American Electric Power, AEP, participated in three DOE funded projects to advance CCS technologies. All were conducted at the Mountaineer Plant in New Haven, West Virginia (from which some of my power is supplied within the PMJ Interconnection). AEP planned to replace its pilot demonstration CO2 capture plant with a larger $668 million Carbon Capture and Storage facility, which would have buried more than 1 million metric tons of CO₂ a year, splitting construction costs evenly with the DOE, but failed to obtain the consumer rate increases necessary to fund the experiment. The project has been discontinued. In 2010 there were almost 1,400 coal fired electrical generating units in the United States if each were to be converted to carbon capture operation the total cost would be almost a trillion dollars in construction costs (assuming no cost over runs) and capture 1.4 billion metric tons of CO2 per year. This would represent 26% of the net annual CO2 emissions of the United States and increase average electrical rates 25% nationally for just building the units. Electrical rates would have to increase more if there were any annual operating costs of the Carbon Capture unit. Actual rate increases would be regional.  

The AEP projects were demonstrations of Alstom’s Chilled Ammonia Process for Post-Combustion CO2 Capture. The process uses ammonium carbonate to absorb CO2 and create ammonium bicarbonate. This resulting ammonium bicarbonate is converted back to ammonium carbonate in a regenerator and is reused to repeat the process. The flue gas, cleaned of CO2, but with the tell-tale smell of the ammonia reaction, flows back to the stack and the captured CO2 is sent for storage. Once captured, the CO2 is compressed into a liquid state and is injected 1.5 miles beneath the earth’s surface. Several major pilot projects, in Europe have also been cancelled in the last few years because of doubts over their financial and technical viability. Some are still under consideration for EU and government funding, but the need to rescue the Euro and European Banks has taken the financial resources of the European Union. Ayrshire Power in Scotland, blamed their cancelled plans for a new carbon-capture power station at Hunterston on the recession and anxieties about winning funding from the government and the same reasons were given for the cancellation of the Longannet power station in Fife.

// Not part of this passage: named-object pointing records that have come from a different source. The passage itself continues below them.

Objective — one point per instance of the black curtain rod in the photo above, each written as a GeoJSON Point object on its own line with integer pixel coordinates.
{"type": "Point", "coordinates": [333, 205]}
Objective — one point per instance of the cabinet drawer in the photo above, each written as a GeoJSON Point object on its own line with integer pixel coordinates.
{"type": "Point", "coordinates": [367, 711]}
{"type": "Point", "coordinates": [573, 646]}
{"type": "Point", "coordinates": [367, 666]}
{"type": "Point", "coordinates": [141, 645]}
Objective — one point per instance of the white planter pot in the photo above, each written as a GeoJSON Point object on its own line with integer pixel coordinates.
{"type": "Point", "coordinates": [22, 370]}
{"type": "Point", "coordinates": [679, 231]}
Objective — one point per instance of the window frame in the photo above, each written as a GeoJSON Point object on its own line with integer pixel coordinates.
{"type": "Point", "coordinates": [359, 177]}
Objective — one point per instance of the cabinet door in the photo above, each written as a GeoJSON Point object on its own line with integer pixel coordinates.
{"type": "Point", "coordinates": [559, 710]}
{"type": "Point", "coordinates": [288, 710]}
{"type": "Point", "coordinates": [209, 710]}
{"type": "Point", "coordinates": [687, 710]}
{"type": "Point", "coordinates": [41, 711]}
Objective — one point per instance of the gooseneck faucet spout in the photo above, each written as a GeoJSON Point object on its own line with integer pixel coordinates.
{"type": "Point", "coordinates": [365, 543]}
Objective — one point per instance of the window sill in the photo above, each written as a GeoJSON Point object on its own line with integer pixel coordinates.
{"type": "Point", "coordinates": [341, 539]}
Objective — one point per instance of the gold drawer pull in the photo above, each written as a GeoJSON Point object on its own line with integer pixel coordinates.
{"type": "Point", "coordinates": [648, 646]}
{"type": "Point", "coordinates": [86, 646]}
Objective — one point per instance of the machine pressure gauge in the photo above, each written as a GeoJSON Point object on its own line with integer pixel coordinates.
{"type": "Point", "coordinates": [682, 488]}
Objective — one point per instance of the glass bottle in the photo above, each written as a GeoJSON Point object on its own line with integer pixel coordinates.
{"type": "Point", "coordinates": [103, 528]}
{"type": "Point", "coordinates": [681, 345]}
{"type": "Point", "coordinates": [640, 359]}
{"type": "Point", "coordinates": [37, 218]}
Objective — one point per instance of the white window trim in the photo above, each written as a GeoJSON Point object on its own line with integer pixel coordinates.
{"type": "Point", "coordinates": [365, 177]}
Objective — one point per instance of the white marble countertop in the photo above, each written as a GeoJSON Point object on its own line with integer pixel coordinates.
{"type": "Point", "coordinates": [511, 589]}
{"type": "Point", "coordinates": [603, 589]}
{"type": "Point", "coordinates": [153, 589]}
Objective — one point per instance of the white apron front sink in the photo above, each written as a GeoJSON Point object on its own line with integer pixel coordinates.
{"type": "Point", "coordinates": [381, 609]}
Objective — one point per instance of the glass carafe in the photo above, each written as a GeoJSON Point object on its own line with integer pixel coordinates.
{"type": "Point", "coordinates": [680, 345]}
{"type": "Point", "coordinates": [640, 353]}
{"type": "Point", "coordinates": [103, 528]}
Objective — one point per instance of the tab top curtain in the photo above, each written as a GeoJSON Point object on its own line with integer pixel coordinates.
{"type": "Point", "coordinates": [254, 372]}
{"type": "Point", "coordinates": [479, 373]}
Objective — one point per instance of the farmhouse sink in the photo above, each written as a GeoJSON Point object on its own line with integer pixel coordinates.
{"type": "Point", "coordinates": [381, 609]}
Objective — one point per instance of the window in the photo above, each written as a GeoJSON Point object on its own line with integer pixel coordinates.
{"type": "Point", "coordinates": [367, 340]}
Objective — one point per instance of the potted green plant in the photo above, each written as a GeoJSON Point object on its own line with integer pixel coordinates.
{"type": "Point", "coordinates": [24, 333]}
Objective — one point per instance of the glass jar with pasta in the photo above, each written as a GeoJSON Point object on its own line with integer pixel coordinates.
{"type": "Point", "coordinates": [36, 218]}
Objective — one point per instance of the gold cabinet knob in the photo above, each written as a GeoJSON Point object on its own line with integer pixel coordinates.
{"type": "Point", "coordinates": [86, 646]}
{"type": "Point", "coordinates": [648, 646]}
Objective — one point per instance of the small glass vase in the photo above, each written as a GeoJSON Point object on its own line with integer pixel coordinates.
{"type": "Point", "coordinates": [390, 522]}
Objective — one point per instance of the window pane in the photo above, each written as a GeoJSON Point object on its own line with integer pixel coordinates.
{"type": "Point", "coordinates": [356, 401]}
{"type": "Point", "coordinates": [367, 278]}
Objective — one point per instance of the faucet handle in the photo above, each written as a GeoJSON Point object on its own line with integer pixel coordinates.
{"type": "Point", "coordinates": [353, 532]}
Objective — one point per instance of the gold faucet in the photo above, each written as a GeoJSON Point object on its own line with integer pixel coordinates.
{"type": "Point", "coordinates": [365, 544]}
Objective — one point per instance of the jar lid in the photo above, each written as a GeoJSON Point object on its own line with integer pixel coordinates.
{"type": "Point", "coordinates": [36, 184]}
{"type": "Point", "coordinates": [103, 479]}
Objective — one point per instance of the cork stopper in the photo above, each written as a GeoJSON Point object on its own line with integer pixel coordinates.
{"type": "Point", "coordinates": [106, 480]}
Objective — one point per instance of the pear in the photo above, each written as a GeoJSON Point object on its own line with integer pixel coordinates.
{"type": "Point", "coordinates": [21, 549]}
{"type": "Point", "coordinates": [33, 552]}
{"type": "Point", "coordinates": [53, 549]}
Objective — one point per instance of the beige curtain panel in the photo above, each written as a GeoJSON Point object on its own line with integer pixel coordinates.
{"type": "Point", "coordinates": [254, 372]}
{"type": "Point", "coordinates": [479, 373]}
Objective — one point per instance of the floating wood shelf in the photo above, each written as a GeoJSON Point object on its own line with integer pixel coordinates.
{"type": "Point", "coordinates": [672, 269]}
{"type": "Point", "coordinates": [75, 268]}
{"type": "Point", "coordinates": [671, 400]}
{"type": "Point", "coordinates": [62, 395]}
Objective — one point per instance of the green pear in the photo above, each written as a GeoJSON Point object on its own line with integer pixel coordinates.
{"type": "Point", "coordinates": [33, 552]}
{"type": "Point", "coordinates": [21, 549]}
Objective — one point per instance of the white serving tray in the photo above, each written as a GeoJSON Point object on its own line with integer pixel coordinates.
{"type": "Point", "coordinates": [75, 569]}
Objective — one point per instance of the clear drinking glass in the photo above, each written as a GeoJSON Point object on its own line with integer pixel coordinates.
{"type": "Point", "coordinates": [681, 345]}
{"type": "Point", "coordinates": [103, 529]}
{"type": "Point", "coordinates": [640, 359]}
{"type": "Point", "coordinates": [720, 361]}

 Globally, only a few, small-scale commercial carbon capture projects are in operation. The oil and gas fields in the North Sea are the site of the world’s first offshore commercial CO2 capture and storage project. Carbon dioxide is captured at a plant located on the offshore natural gas platforms and is stored underground in a sandstone well approximately 2,600 feet below the sea bed. The CO2 tax levied on offshore oil and gas operations by the Norwegian government made the project worthwhile and the drilling rig and available aquifer made it possible. CO2 is removed from the natural gas produced at the Sleipner field in the North Sea and re-injected it into a very porous, permeable sandstone and saline aquifer above the oil and gas reserves. Approximately 1 million metric tons of CO2 have been stored each year since 2000 when the system went into operation. This is just a small fraction of the 31.5 billion metric tons of CO2 released into the atmosphere each year.  It appears as if the United States has passed the point of peak CO2, but the atmosphere of the earth is interconnected and China and India appear to be increasing their CO2 emissions by 860 million metric tons a year. It matters what kind and how efficient a power plant is installed in China or India since they will be sending particulates and CO2 into the atmosphere for decades. Nonetheless, we have no control over the growth in India and China’s coal fired power supply, nor in the abandonment of nuclear power by Germany, Belgium, Switzerland and Japan in the next decade in response to the damage to the nuclear reactors that occurred in the Japanese Fukushima tsunami.